In his speech, Biden said his administration is using “every tool at our disposal” to limit the effect on gas prices, but noted that gasoline prices for Americans are likely to be affected by the sanctions.
Similar
sanctions from the European Unioin, released on Feb. 23, target 351 State Duma members who voted to recognize the independence of the Donetsk and Luhansk regions. The EU sanctions also ban imports from areas of Donetsk and Luhansk that aren’t under Ukrainian control.
In addition, those sanctions limit EU financing to Russia.
“The Council decided to introduce a sectoral prohibition to finance the Russian Federation, its government, and Central Bank,” the EU said in a
statement. “By restraining the ability of the Russian state and government to access the EU’s capital, and financial markets and services, the EU aims to limit the financing of escalatory and aggressive policies.”
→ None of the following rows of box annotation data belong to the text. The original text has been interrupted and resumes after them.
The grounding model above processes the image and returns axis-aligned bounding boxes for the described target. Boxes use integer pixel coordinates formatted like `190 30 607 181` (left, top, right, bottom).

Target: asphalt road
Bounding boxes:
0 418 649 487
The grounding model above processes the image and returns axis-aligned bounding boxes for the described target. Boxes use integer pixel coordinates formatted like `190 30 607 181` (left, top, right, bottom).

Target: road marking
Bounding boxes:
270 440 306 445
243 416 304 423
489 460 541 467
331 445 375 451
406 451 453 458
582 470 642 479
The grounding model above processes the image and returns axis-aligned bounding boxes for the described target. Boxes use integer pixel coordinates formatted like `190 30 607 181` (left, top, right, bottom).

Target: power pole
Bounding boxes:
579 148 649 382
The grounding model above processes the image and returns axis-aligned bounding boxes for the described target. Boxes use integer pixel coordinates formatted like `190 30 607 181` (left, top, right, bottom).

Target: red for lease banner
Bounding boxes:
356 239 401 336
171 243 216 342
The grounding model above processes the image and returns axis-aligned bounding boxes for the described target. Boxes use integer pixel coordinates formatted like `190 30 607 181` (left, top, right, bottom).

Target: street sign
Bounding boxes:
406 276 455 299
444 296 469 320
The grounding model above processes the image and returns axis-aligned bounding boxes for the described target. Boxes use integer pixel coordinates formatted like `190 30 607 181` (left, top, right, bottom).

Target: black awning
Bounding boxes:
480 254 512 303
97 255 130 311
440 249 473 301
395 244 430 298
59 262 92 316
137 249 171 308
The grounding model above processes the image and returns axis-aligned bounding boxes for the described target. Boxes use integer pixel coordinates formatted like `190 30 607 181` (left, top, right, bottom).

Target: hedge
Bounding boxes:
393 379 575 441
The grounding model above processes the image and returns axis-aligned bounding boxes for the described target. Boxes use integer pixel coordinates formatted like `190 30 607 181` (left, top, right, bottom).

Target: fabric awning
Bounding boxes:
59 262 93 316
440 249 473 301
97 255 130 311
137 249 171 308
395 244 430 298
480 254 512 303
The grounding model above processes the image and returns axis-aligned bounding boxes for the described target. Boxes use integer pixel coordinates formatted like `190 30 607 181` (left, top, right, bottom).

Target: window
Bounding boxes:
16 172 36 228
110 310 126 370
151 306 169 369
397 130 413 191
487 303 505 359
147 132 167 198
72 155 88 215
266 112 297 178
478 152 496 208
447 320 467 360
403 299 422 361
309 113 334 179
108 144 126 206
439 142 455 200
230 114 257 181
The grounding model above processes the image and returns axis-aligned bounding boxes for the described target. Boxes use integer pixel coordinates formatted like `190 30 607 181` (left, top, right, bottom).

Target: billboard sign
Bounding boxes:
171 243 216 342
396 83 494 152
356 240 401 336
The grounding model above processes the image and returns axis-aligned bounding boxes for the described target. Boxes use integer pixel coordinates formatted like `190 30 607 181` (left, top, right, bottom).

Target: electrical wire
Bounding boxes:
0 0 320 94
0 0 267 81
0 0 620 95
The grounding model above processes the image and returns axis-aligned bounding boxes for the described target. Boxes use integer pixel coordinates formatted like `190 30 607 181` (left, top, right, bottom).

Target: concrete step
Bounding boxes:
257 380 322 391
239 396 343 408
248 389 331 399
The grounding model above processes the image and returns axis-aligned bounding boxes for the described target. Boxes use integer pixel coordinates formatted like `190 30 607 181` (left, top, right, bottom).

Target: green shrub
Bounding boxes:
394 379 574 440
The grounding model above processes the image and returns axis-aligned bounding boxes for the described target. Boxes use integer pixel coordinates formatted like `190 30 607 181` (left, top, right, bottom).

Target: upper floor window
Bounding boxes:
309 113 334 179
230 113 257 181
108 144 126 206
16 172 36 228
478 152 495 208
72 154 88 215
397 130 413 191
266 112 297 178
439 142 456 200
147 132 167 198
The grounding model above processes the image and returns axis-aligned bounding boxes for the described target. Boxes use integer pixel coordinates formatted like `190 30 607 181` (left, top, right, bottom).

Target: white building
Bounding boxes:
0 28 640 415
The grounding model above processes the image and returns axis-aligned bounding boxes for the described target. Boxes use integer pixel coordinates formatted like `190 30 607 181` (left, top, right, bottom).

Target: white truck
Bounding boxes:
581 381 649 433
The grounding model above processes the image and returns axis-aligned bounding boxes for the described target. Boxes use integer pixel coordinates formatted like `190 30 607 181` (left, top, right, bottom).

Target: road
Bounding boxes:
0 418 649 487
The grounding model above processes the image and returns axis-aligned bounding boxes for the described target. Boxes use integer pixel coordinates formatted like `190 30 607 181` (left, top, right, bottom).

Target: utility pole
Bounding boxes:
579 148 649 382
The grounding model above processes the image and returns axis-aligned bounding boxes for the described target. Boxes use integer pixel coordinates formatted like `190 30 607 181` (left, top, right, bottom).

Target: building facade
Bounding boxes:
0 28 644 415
The Epoch Times has reached out to the EU regarding its sanctions and their intended effect on the Russian energy industry.
An unnamed Biden administration insider
told Politico that energy prices are influencing the administration’s actions against Russia.
Ukrainian officials have been advocating for tough sanctions on Russia.
“Right now, Putin is plunging Europe into its darkest time since 1939. Any government hoping to sit this out is naive. Don’t repeat mistakes of the past. Hit Russia with severe sanctions now. Help Ukraine with military and financial support. Together we can
#StopRussianAggression,” Ukrainian Minister of Foreign Affairs Dmytro Kuleba,
wrote on Twitter on Feb. 24.
Ukrainian President Volodymyr Zelensky wrote on Twitter on Feb. 24 that “a package of additional tough sanctions against Russia from the EU is approaching. Discussed all the details with [French President
Emmanuel Macron]. We demand the disconnection of Russia from SWIFT, the introduction of a no-fly zone over Ukraine, and other effective steps to stop the aggressor.”
The United States has become a major consumer of Russian oil. Statistics from the
Energy Information Administration show that the United States imported more than 17.8 million barrels of Russian oil in November 2021, the last month for which statistics are available.
The EU relies on Russia for up to 40 percent of its gas.
“Biden’s actions on no Russian export limits keeps Russian barrels in the market, and a lid on prices by not cutting 9 million barrels out of the stack,” Paul Copello, president of IIR Energy, said in an email to The Epoch Times. “That decreases the probability of a supply disruption from the West banning purchases of oil and natural gas into Europe or elsewhere, and is the main reason that oil sold off from its highs today.”